In a bowl, whisk the sherry with the soy sauce and cornstarch (this is called a slurry – no idea why). Add the steak and turn to coat with the marinade.  Let it sit while you prep the rest of the ingredients.  In another bowl or liquid measuring cup, whisk the broth, sherry, oyster sauce, hoisin sauce, chile-garlic sauce and cornstarch. wpid-20150527_181706.jpg Heat a skillet over high heat for a minute or two.  If you have a wok use it by all means but a skillet can do the job and won’t take up as much space.  I find nonstick is the best for stir fries as you can use less oil – the hands down best pan is Swiss Diamond.  Pricey but totally worth it and often hugely discounted at William Sonoma Outlets if you are near one.  Add 1 tablespoon of vegetable oil and let it get hot.  Add the beef using a slotted spoon so you just get the beef and not the marinade it’s sitting in.  Be careful here – when the beef hits the hit pan it might spit and splatter a bit so make sure you are wearing an apron.  Let the steak sit for 1 minute so it can brown then move it around the pan till its cooked to your liking – only another minute should do if you have cut it thinly.

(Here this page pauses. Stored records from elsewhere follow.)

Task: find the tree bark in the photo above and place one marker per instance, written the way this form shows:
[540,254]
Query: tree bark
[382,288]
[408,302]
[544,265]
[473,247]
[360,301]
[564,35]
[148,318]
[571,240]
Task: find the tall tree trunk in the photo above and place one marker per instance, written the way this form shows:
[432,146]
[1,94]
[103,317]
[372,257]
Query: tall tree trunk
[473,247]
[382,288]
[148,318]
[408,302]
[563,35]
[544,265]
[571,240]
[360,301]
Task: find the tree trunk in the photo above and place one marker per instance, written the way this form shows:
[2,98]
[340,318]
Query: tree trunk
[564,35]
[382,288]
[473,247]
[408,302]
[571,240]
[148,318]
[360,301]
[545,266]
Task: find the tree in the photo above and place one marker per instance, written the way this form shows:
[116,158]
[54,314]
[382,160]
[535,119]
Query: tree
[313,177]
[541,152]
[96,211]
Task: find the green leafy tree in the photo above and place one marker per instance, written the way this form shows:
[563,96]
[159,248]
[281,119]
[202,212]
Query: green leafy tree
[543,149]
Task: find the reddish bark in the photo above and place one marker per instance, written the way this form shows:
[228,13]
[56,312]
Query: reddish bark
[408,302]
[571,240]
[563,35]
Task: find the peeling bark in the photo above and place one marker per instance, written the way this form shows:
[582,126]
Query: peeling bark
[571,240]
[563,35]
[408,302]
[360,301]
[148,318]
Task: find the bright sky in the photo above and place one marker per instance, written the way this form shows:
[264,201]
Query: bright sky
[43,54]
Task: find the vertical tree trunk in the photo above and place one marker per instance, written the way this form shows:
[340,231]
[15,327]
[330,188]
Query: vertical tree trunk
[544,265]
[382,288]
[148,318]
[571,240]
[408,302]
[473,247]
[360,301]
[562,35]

wpid-20150527_183156.jpgScoop the steak out of the pan and add a little more oil if you need.  Add the fresh ginger, onion, and snow peas and cook for about 2 minutes, just so the onion is no longer raw.  Toss the steak back in along with the pickled ginger and the sauce you made earlier.  Cook it down and stir it around until everything is combined and the sauce has thickened a bit, probably 1 minute more.

wpid-20150527_183722.jpg

Ginger Beef

  • Servings: 4
  • Print

Special Equipment:  none

  • 3 tablespoons sherry (any kind works – I use cream sherry)
  • 2 tablespoons soy sauce
  • 2 teaspoons cornstarch
  • 1 pound flank steak, thinly sliced
  • 1/2 cup chicken or beef broth
  • 2 tablespoons sherry
  • 3 tablespoons oyster sauce
  • 1 tablespoon hoisin sauce
  • 1 1/2 teaspoons Chinese chile-garlic sauce
  • 1 1/2 teaspoons cornstarch
  • 3 tablespoons vegetable oil
  • 1/4 cup julienned fresh ginger
  • 1/2 red or white onion sliced
  • 8 ounces snow peas
  • 2 tablespoons pickled ginger, sliced into strips

In a bowl, whisk the sherry with the soy sauce and cornstarch. Add the steak and turn to coat with the marinade.  Let it sit while you prep the rest of the ingredients.  In another bowl or liquid measuring cup, whisk the broth, sherry, oyster sauce, hoisin sauce, chile-garlic sauce and cornstarch.  Heat a skillet over high heat for a minute or two.  Add 1 tablespoon of vegetable oil and let it get hot.  Add the beef using a slotted spoon so you just get the beef and not the marinade it’s sitting in.  Be careful here – when the beef hits the hit pan it might spit and splatter a bit so make sure you are wearing an apron.  Let the steak sit for 1 minute so it can brown then move it around the pan till its cooked to your liking – only another minute should do if you have cut it thinly.  Scoop the steak out of the pan and add a little more oil if you need.  Add the fresh ginger, onion, and snow peas and cook for about 2 minutes, just so the onion is no longer raw.  Toss the steak back in along with the pickled ginger and the sauce you made earlier.  Cook it down and stir it around until everything is combined and the sauce has thickened a bit, probably 1 minute more.